Now use induction. Suppose that open sets $U_1,\ldots,U_n$ with disjoint closures have been chosen so that $C_k\subseteq U_k$ and $\overline{U_k}\cap C_r = \varnothing$ for $1\leqslant k\leqslant n$ and for all $r>n.$ Show that each $x\in C_{n+1}$ has an open neighbourhood $U_x$ disjoint from $C_r$ for all r>n, and also disjoint from $\overline{U_k} (1\leqslant k\leqslant n).$ As for the case n=1, define open sets

$C_{n+1}\subseteq U_{n+1}\subseteq\overline{U_{n+1}}\subseteq V_{n+1} = \bigcup_{x\in C_{n+1}} U_x,$

and check that $U_{n+1}$ has the right properties to continue the induction.

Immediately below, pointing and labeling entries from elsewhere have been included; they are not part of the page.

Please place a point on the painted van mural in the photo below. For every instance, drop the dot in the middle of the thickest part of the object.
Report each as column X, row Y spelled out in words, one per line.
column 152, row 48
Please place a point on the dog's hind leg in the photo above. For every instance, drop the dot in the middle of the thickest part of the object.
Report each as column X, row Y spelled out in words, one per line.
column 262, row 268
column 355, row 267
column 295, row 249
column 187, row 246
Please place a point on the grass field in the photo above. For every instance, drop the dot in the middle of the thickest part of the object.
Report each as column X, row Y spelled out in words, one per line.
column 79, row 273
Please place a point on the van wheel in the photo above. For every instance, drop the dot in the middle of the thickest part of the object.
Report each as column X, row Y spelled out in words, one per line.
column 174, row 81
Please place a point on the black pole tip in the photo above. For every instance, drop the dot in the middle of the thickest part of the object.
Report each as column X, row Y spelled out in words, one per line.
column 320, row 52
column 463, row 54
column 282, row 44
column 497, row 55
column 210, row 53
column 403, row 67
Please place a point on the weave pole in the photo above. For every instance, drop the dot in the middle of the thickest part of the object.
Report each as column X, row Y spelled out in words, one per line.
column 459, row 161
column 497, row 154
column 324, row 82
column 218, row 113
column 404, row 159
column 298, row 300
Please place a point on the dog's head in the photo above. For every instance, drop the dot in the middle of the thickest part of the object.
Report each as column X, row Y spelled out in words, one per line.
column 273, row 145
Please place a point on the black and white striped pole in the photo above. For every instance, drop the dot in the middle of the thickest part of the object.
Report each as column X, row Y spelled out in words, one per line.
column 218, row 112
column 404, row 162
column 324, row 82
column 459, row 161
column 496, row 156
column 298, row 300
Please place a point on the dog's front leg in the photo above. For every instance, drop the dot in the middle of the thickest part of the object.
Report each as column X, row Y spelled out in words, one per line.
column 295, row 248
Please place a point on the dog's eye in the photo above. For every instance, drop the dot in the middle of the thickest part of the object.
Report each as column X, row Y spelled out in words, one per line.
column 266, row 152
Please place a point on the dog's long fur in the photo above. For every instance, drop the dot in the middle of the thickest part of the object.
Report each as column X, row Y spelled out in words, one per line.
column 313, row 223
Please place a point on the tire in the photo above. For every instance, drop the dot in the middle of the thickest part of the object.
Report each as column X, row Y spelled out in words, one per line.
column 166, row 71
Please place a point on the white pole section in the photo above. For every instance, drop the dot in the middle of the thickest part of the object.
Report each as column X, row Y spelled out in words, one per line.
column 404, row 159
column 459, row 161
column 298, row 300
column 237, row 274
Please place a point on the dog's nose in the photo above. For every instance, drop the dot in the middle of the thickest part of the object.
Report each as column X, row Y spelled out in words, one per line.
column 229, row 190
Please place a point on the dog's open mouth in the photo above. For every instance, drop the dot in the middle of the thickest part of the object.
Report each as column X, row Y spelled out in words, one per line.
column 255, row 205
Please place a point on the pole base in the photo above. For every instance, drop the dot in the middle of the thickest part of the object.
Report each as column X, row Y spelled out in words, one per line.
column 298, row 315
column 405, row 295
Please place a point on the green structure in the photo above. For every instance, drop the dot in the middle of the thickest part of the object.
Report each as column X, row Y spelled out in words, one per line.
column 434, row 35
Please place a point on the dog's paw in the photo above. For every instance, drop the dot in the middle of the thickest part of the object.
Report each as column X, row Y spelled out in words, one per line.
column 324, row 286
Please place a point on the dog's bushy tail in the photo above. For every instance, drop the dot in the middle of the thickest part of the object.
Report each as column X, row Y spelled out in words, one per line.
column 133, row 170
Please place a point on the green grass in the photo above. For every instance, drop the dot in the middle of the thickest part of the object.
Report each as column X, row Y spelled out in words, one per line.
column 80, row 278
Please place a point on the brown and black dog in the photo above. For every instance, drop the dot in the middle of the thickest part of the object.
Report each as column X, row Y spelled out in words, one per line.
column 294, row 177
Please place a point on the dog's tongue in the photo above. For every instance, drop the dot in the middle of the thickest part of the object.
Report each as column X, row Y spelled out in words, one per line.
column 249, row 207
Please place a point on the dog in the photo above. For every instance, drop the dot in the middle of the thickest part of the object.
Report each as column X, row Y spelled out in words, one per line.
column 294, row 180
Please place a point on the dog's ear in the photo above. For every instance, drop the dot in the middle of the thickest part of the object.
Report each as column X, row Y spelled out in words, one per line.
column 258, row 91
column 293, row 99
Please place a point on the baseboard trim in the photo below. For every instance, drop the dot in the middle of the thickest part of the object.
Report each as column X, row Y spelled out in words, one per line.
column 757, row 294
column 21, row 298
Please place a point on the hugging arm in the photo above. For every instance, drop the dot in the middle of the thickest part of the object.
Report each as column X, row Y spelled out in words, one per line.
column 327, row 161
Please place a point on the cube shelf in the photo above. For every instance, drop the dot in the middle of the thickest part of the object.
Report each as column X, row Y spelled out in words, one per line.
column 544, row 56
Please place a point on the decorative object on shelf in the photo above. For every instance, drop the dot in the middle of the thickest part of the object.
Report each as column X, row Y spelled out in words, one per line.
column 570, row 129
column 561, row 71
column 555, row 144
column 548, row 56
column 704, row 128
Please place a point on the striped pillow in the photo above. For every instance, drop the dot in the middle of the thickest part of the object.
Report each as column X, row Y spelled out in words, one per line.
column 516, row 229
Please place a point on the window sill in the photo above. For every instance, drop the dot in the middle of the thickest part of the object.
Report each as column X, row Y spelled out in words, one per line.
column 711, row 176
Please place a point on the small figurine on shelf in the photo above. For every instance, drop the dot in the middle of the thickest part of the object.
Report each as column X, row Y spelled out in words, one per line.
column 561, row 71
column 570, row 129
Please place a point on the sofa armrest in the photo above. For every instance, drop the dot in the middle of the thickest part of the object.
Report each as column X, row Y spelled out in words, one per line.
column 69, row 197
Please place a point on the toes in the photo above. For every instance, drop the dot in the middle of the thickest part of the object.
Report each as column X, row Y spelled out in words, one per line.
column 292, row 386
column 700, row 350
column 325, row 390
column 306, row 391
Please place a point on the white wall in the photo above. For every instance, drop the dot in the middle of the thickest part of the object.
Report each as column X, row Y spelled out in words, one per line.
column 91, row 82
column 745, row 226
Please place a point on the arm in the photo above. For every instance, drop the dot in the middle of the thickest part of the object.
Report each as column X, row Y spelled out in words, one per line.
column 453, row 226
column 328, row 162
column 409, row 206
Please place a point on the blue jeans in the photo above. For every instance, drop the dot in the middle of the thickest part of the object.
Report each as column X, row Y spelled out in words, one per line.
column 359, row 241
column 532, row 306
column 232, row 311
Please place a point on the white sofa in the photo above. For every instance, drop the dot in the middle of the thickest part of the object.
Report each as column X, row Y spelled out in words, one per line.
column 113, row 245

**CSM** · June 11th 2011, 05:26 AM

Originally Posted by Opalg

Each $x\in C_1$ has an open neighbourhood $U_x$ with $U_x\cap C_n = \varnothing$ for all n>1. Let $V_1 = \textstyle\bigcup_{x\in C_1} U_x$ , and use Urysohn or Tietze to get an open set $U_1$ with $C_1\subseteq U_1\subseteq\overline{U_1}\subseteq V_1.$

Now use induction. Suppose that open sets $U_1,\ldots,U_n$ with disjoint closures have been chosen so that $C_k\subseteq U_k$ and $\overline{U_k}\cap C_r = \varnothing$ for $1\leqslant k\leqslant n$ and for all $r>n.$ Show that each $x\in C_{n+1}$ has an open neighbourhood $U_x$ disjoint from $C_r$ for all r>n, and also disjoint from $\overline{U_k} (1\leqslant k\leqslant n).$ As for the case n=1, define open sets

$C_{n+1}\subseteq U_{n+1}\subseteq\overline{U_{n+1}}\subseteq V_{n+1} = \bigcup_{x\in C_{n+1}} U_x,$

and check that $U_{n+1}$ has the right properties to continue the induction.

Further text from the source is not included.